Strikingly, all the other interviews echo Peri’s statement. The repetition helps reinforce the idea that they agree that Israel bears inordinate responsibility for the Palestinian crisis. Avraham Shalom even compares their suffering to that of European nations living under German occupation during WWII, excluding the Holocaust.

Yuval Diskin, in turn, echoes the warning of Yeshayahu Leibowitz, the high priest of Israel’s anti-colonial left, who already in 1968 warned that the occupation would not only make the life of the occupied unbearable, but would also turn the occupier, Israel itself, into a Shin Bet state, a state ruled by its security services. What is striking, once again, is that all five (with the exception, perhaps, of Avi Dichter) appear to share this opinion.

No one embodies the paradoxes of The Gatekeepers better than the most senior head of the Shin Bet interviewed, Shalom. Indeed, one finds it hard to reconcile his image in the film, as an elderly gentleman who wears red suspenders and talks like a history professor, with his reputation as the head of the Shabak, said to be the most important man in Israel security circles at the time, a smart, powerful, aggressive — in short, a bully, in the words of one of his successors — whom everyone feared, Israelis included. One finds it difficult to reconcile his reputation with his present insistence that Israel must talk with each and every one of its enemies, with Hamas, with Islamic Jihad. Even with Mahmoud Ahmadinejad.

It is equally difficult to reconcile Shalom’s current stance with his previous directives, as head of the Shin Bet. When he comments on the Bus 300 affair, in which Shalom was accused of giving the order to assassinate two captured Palestinian terrorists, annoyed by the interviewer, he responds “forget about morality.” Morality does not come into the equation in the fight against terrorism. Yet, when Shalom comments on Shehadeh’s killing, he insists that not only “collateral damage,” the killing of innocent bystanders, does not make military or political sense. More importantly, it’s immoral. It may not be consistent, obviously, but Shalom’s statements nonetheless speak to a lack of conviction, within the Shabak itself, that its conduct is consistently justifiable.

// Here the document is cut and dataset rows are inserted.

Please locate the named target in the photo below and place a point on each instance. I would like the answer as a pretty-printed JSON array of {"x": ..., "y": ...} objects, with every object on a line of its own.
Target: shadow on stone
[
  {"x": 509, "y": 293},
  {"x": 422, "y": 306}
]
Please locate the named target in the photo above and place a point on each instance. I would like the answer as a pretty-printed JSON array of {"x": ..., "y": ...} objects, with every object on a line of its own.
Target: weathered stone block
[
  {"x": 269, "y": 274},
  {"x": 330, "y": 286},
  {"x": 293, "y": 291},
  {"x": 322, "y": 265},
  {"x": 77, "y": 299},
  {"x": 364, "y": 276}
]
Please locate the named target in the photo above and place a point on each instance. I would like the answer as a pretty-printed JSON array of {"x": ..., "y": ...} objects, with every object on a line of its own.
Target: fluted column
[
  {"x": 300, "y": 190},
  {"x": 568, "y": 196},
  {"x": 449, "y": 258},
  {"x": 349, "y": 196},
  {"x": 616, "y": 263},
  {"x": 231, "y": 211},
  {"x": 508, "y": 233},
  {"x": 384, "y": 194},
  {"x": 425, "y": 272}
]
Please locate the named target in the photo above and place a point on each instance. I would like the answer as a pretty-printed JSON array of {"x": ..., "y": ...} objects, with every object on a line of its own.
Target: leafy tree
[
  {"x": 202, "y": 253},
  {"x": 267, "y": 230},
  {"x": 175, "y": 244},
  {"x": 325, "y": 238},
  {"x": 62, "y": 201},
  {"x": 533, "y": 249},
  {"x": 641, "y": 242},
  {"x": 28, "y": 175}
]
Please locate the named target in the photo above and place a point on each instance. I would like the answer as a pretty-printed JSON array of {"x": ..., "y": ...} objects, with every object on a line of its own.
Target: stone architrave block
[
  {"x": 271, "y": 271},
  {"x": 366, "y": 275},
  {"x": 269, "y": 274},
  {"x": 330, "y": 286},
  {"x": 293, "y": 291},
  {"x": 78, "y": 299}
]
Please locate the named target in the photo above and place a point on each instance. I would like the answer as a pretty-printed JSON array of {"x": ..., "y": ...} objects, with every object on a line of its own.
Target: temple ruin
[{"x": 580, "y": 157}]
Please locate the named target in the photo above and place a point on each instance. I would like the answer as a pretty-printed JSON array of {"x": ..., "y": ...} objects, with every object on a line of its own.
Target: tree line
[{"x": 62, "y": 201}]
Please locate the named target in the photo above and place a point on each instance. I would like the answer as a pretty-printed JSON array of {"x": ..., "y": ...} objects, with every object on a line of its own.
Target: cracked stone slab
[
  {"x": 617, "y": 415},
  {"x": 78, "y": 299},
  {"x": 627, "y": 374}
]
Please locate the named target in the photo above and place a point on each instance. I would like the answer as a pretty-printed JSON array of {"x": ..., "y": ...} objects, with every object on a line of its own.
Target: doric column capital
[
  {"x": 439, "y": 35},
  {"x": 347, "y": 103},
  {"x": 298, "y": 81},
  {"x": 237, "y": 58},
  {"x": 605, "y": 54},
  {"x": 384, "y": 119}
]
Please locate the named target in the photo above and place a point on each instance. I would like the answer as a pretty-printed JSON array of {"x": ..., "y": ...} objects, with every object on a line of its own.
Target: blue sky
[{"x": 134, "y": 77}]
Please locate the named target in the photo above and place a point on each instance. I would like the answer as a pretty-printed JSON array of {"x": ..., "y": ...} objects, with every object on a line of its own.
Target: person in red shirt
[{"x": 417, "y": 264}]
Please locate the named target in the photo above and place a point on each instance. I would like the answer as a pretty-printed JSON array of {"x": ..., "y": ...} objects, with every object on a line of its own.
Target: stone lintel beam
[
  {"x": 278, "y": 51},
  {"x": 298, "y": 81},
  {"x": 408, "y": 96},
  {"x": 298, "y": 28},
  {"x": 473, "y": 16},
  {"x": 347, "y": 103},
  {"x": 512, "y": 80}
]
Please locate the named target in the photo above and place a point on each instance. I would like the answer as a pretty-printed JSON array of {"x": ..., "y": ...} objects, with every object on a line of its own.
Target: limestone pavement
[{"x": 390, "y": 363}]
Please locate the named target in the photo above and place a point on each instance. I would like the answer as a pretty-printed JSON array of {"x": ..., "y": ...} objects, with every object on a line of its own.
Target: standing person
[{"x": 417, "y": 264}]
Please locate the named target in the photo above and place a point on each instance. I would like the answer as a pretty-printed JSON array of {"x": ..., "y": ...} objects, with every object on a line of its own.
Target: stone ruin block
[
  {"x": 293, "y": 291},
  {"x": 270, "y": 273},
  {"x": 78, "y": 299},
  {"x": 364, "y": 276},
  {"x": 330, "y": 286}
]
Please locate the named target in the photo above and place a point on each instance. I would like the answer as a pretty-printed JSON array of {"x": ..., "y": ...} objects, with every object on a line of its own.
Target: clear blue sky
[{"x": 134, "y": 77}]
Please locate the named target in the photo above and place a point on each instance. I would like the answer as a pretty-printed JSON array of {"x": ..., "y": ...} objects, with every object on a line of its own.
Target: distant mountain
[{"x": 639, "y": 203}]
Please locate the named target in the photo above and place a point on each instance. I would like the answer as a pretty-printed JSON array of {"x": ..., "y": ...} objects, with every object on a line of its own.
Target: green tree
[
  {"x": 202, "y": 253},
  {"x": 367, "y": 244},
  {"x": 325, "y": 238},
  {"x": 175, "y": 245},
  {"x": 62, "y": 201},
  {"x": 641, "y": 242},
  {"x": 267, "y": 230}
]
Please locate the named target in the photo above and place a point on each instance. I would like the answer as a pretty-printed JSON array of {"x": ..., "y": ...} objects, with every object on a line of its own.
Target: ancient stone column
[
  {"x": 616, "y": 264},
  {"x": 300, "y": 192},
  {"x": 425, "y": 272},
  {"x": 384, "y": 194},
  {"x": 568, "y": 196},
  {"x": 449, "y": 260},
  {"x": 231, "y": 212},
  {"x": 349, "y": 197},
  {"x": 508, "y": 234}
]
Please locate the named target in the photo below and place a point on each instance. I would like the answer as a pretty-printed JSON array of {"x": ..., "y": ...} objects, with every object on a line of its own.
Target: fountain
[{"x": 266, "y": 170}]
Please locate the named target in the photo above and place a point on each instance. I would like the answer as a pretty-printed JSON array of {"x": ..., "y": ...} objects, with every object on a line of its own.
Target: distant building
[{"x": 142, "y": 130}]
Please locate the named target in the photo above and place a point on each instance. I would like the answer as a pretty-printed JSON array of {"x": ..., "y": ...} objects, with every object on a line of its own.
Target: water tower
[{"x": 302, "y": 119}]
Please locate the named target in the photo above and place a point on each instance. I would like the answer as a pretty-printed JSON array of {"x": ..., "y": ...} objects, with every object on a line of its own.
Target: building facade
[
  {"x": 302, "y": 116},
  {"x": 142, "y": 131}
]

Such contradictions constitute their own harsh censure, of the Israeli political system, and of Israel’s political echelon in particular, not from the outside, but from its very core. Contrary to public perception, Israeli governments, the five intelligence chiefs suggest, are captive to the Palestinian-Israeli conflict.

Palestinian resistance saves Israeli governments (and the Shin Bet) from the need to negotiate with the Palestinians. Palestinian resistance allows Israeli governments to focus all of their energies on the effort to contain and curb it. Palestinian resistance allows Israel, in other words, to ignore the Palestinians, their aspirations, and their predicament under Israeli rule. The Israeli handling of the “Palestinian problem” is thus done with no directing hand, with no wise people to deliberate the situation, in order to make the best decision on behalf of Israelis.

As disturbing as this sounds, it is equally difficult to come to terms with Moreh’s interviewees. What is to be learnt from their willingness to carry out their assigned job?  What is to be made of a security leadership that inevitably moves left, but to no avail? Clearly, if such wisdom is to be gained from their experiences, what’s their point of speaking out in the first place? One would think that if Israel’s security leadership was so self-reflexive, it would take the initiative to end the conflict, once and for all. However, it doesn’t. The Gatekeepers doesn’t offer any answers why.